Он не договорил, а следующий жест Майя узнала - два пальца у переносицы, будто поправлявшие несуществующие очки. Жест неуверенности. Так делают по привычке люди, долгое время носившие это устаревшее средство компенсации слабого зрения. Сейчас очки чаще носят как аксессуар, придающий особой изюминки имиджу. Для слабовидящих в моде разнообразие линз и продвинутая современная глазная хирургия, способная чуть ли не вернуть зрение слепому с рождения.
- Вы, Майя Юрьевна, это... хмм... - замялся пилот, не уверенный, стоит ли предупреждать доктора об очевидных вещах, тонкостях космических полётов, известных каждому звездоплавателю даже без всяких дипломов, - проследите, пожалуйста, чтобы во время взлёта чайничек не кипел... ну, чтобы печь была выключена. Техника безопасности, - извиняющимся тоном уточнил он, стоя с таким видом, словно ожидал отповеди в духе «не учите меня жить».
Заметив, как Майя помахала наблюдателю, Фотон оглянулся, но там уже никого не было видно. Когда же она отправилась следом за Чижиком, первый пилот повернулся и вошёл в лифт.

Всё-таки она его заметила, понял Раздолбайло, увидев этот жест дружелюбного приветствия, направленный в его сторону. Вот ведь, издевается ещё. Скрипнув зубами от негодования, техник быстро ретировался за угол, стащил с головы визор и, поднявшись с колена, торопливо направился в противоположную от медотсека сторону, стараясь ступать бесшумно. Как у Ромашкина, у него, конечно, не получится, но если постараться... чтобы хотя бы за поворотом не было слышно. Дыхательную маску он сорвал по дороге, сложив её и сунув в карман. Не хватало только встретить по дороге Юрия Саныча или Кырымжана - они бы стали допытываться.
И вдруг нога Ивана замерла на полушаге. Он оглянулся через плечо и расплылся в довольной ухмылке, после чего, надевая обратно маску, двинулся назад в направлении медотсека, к прежнему наблюдательному пункту.

Смущённый капитан дошёл до двери медотсека и потянулся к ней левой рукой, в которой держал книгу, чтобы открыть, как вдруг кое-что вспомнил и обернулся.
- Эмм... Майя... Юрьевна, то есть Светлова, - нахмурился он, досадуя из-за своей оплошности, вследствие которой чуть было не назвал девушку просто по имени, - так не надо орхидею-то в лифт. Оставь в коридоре. Твоя каюта находится на этой палубе.
Сказав это, Фёдор Михайлович всё же надавил на кнопку, и дверь медотсека, повинуясь этому несложному движению, послушно отъехала в сторону, пропуская капитана внутрь. Он туда тут же и направился, не забыв про чемодан.

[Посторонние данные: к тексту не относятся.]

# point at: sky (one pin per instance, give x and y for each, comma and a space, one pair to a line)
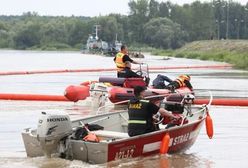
73, 7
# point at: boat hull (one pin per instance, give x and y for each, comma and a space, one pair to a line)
121, 146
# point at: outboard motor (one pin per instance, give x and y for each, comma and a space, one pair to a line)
51, 129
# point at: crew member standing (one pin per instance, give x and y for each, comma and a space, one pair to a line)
121, 60
141, 113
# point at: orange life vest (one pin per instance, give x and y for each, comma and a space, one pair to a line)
120, 65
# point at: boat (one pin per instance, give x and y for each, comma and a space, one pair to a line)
106, 137
118, 89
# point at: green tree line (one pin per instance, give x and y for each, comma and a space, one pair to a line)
149, 23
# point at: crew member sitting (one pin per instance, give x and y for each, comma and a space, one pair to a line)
141, 113
120, 60
181, 81
158, 82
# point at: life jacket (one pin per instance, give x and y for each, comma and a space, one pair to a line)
120, 65
137, 111
181, 80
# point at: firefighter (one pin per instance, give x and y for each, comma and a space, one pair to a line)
141, 113
181, 81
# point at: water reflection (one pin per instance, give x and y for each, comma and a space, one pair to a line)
164, 161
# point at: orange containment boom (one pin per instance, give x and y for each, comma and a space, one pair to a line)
224, 102
109, 69
33, 97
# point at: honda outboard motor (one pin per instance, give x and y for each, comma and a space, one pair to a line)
51, 129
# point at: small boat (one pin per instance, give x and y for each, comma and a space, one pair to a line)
118, 89
103, 138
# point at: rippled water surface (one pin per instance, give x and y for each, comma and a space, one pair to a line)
228, 148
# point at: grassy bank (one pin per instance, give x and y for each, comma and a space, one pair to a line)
231, 51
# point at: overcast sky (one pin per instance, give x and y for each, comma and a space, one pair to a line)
72, 7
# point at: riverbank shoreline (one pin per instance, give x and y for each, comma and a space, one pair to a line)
234, 52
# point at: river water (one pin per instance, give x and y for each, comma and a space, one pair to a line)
228, 148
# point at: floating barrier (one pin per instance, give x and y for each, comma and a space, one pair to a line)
84, 92
108, 69
224, 102
32, 97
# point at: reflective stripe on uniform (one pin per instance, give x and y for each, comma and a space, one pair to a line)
136, 122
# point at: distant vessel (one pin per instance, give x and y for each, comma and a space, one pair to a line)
95, 45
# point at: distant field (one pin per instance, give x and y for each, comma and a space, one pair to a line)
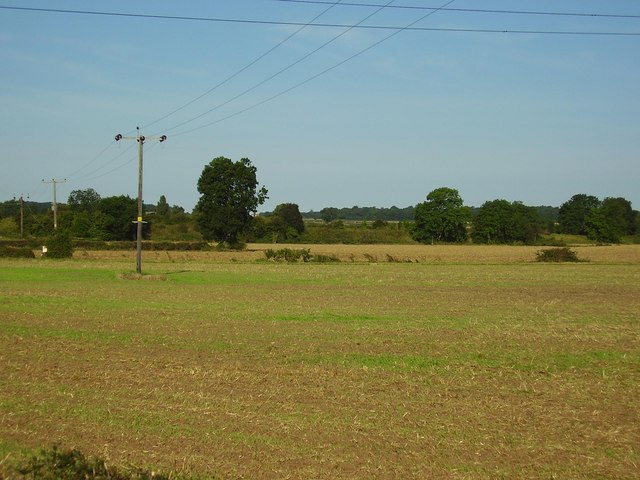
457, 254
468, 362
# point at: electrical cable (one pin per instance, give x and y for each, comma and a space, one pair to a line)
327, 25
279, 72
250, 64
70, 176
470, 10
313, 77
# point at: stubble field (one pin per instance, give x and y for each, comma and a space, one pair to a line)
466, 362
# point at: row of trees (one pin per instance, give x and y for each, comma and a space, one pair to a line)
230, 196
444, 218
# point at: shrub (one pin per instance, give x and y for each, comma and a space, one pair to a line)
325, 259
288, 255
557, 255
16, 252
59, 245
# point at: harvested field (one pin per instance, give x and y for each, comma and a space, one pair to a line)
474, 362
456, 254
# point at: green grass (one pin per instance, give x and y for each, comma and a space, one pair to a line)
362, 370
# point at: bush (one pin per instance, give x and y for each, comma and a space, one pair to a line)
16, 252
59, 245
557, 255
288, 255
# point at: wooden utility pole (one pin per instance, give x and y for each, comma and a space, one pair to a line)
140, 139
54, 206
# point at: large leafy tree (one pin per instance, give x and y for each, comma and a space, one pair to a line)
229, 198
84, 200
613, 219
442, 218
499, 221
573, 213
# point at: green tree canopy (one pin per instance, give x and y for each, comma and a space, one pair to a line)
290, 215
442, 218
613, 219
83, 200
162, 207
229, 198
499, 221
573, 213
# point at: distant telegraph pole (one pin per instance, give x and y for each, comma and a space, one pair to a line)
140, 139
54, 206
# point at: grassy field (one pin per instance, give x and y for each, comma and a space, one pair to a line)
468, 362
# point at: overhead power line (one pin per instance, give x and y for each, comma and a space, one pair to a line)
246, 67
313, 77
325, 25
469, 10
281, 71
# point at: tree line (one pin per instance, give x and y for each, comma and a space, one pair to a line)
230, 197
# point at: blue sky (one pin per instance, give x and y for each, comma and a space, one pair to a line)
530, 117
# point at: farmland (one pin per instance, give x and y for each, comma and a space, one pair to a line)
397, 362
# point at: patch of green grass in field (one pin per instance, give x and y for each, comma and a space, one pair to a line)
66, 334
486, 368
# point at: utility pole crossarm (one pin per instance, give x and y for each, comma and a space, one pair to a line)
140, 139
55, 202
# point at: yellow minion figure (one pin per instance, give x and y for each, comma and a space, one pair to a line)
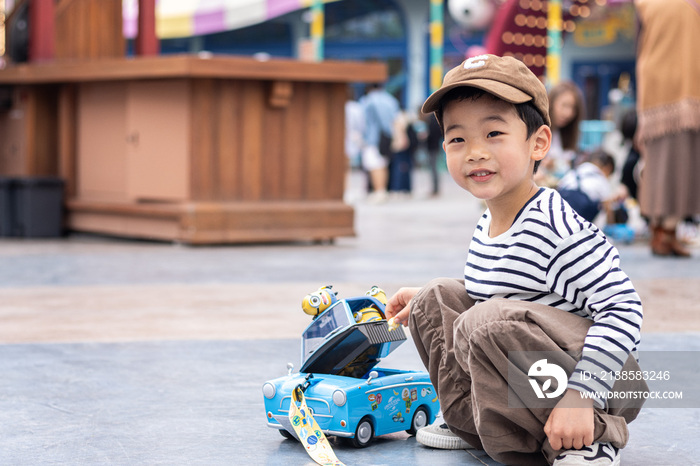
367, 314
318, 301
378, 293
406, 396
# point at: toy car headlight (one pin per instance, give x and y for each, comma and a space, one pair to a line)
269, 390
339, 398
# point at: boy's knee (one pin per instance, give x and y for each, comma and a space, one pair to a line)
492, 310
440, 290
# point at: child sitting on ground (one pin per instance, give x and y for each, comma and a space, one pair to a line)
538, 278
587, 187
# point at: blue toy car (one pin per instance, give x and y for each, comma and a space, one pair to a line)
347, 395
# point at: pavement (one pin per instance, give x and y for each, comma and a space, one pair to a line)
124, 352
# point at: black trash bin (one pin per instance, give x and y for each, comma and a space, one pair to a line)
38, 206
8, 219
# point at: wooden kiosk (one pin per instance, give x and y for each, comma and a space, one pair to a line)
191, 148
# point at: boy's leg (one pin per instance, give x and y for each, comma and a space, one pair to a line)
433, 312
483, 338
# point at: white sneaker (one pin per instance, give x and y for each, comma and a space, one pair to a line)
438, 435
598, 454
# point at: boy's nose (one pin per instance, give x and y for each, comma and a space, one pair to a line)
477, 154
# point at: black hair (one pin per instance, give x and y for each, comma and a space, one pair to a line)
527, 111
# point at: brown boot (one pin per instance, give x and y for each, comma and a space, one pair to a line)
677, 246
665, 243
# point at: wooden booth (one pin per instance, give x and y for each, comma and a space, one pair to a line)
197, 149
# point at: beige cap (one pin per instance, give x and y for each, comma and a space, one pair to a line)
504, 77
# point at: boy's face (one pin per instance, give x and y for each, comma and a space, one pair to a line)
488, 152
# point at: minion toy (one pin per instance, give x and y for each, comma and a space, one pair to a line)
378, 293
318, 301
371, 313
367, 314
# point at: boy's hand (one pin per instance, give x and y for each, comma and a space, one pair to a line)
570, 424
398, 305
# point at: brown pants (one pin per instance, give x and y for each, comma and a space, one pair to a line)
466, 354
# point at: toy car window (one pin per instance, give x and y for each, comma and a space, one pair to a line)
334, 318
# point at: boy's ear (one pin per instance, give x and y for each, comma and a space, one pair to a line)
541, 140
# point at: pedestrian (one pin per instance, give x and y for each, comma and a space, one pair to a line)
566, 109
404, 145
381, 109
538, 278
631, 169
433, 145
668, 111
586, 187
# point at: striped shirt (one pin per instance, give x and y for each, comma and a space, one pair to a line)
552, 256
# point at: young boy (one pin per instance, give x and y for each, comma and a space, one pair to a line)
538, 278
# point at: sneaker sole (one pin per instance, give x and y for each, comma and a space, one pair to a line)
441, 442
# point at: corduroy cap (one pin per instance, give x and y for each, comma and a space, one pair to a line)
504, 77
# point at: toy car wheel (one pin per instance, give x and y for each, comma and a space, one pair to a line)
287, 435
363, 433
420, 419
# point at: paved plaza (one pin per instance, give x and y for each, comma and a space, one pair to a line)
126, 352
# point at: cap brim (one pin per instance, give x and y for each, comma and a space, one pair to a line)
499, 89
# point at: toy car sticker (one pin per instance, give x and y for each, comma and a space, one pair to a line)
308, 432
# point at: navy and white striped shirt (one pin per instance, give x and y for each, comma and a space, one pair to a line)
552, 256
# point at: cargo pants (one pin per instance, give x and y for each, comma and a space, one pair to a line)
465, 346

За секунду до этого Фотон Игнатьевич нажал на другую кнопку и двери лифта закрылись, над ними зажглась красная лампочка, и подъёмник вместе с ироанской орхидеей и первым пилотом отправился на палубу A. На мостик, стало быть. Палубами на «Данко» назывались этажи или, как Майе было привычно во время учебных полётов когда-то давно, уровни. Только они не нумеровались, а почему-то именовались латинскими буквами.